Él sostuvo mi mirada por un momento, y por primera vez, vi algo en sus ojos que no había visto antes. No era miedo, no exactamente. Era algo más sutil, más profundo. Algo que se parecía demasiado a la resignación.

—Entonces hazlo —dijo finalmente, reclinándose en la silla—. Pero recuerda mis palabras, Angelo. Esto no terminará conmigo. Ni con Viktor. Hay fuerzas en movimiento que ni siquiera tú puedes controlar.

No dije nada más. En su lugar, saqué el arma que llevaba en la cintura y la apunté directamente a su cabeza. Mis dedos se cerraron alrededor del gatillo, y por un momento, todo pareció detenerse. Pero en ese instante, una sola imagen cruzó mi mente: mi Principessa. Su rostro, su sonrisa, su luz. Y supe que, sin importar lo que sucediera después, todo lo que hacía, lo hacía por ella.

El sonido del disparo resonó en el sótano, y Sergei cayó a la silla, sin vida. Me quedé allí por un momento, mirando su cuerpo, sintiendo el peso de lo que acababa de hacer. Sabía que esto no sería el final, que habría consecuencias, pero por ahora, al menos, ella estaría a salvo.

Subí las escaleras y salí al exterior, donde Lorenzo y mis hombres me esperaban.
—Está hecho —dije, sin mirar a nadie a los ojos—. Asegúrense de que el cuerpo sea eliminado. No quiero rastros.

—Entendido, Señor —respondió Marco, aunque su tono dejaba claro que no estaba del todo cómodo con lo que había sucedido.

Me subí al auto y cerré los ojos, sintiendo cómo la adrenalina comenzaba a desaparecer. Sabía que lo que había hecho no era algo de lo que pudiera estar orgulloso, pero en este mundo, a veces no había lugar para la moralidad. A veces, solo había que hacer lo que era necesario.

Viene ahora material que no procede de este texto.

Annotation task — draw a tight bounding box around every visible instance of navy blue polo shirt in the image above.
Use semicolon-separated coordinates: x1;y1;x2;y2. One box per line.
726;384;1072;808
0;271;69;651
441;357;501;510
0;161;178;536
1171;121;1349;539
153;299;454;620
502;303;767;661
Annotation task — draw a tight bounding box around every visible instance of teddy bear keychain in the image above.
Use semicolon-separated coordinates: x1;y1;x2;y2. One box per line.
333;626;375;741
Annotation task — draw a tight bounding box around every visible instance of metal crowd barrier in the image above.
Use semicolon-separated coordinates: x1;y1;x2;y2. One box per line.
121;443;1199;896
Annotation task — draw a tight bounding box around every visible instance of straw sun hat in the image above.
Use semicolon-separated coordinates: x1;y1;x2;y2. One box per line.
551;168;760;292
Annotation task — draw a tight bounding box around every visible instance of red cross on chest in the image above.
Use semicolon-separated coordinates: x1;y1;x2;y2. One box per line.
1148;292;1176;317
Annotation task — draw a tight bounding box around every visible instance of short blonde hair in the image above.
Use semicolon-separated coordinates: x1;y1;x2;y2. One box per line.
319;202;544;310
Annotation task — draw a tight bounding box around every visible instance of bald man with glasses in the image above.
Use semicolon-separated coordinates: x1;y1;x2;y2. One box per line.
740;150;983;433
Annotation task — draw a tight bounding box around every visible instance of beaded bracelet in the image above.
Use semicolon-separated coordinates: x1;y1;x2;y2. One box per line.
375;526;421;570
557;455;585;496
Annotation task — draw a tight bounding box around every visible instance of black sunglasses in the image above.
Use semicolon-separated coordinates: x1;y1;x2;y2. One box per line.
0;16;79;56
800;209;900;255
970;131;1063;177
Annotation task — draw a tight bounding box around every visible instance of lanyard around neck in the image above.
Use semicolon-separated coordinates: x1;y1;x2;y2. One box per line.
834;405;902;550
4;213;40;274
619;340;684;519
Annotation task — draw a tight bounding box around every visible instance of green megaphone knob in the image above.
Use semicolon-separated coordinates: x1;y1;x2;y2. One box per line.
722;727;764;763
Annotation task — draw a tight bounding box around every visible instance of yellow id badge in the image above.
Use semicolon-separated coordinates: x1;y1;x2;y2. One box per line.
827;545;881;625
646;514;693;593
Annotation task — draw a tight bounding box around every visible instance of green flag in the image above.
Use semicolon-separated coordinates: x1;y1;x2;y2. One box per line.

—De vuelta a la mansión —dije, mirando por la ventana—. Tengo que asegurarme de que ella esté bien.

Lorenzo asintió y puso el auto en marcha. Mientras nos alejábamos, no pude evitar pensar en las palabras de Sergei. "Yo puse la bomba. Viktor llevó a cabo el secuestro." Sabía que tenía razón, que esto era solo el comienzo de algo más grande, más peligroso. Pero por ahora, lo único que importaba era que mi Principessa estaba a salvo. Y mientras ella lo estuviera, yo estaría dispuesto a hacer lo que fuera necesario.

El sol comenzaba a ocultarse en el horizonte, tiñendo el cielo de tonos anaranjados y morados. La mansión, normalmente un refugio de calma, ahora parecía estar sumida en una tensión palpable. Cada paso que daba por los pasillos resonaba como un eco de las decisiones que había tomado, de las vidas que había arrancado. Mis nudillos aún dolían, las heridas abiertas y la sangre seca eran un recordatorio constante de lo que había hecho en el sótano. Pero no me arrepentía. No podía permitirme ese lujo.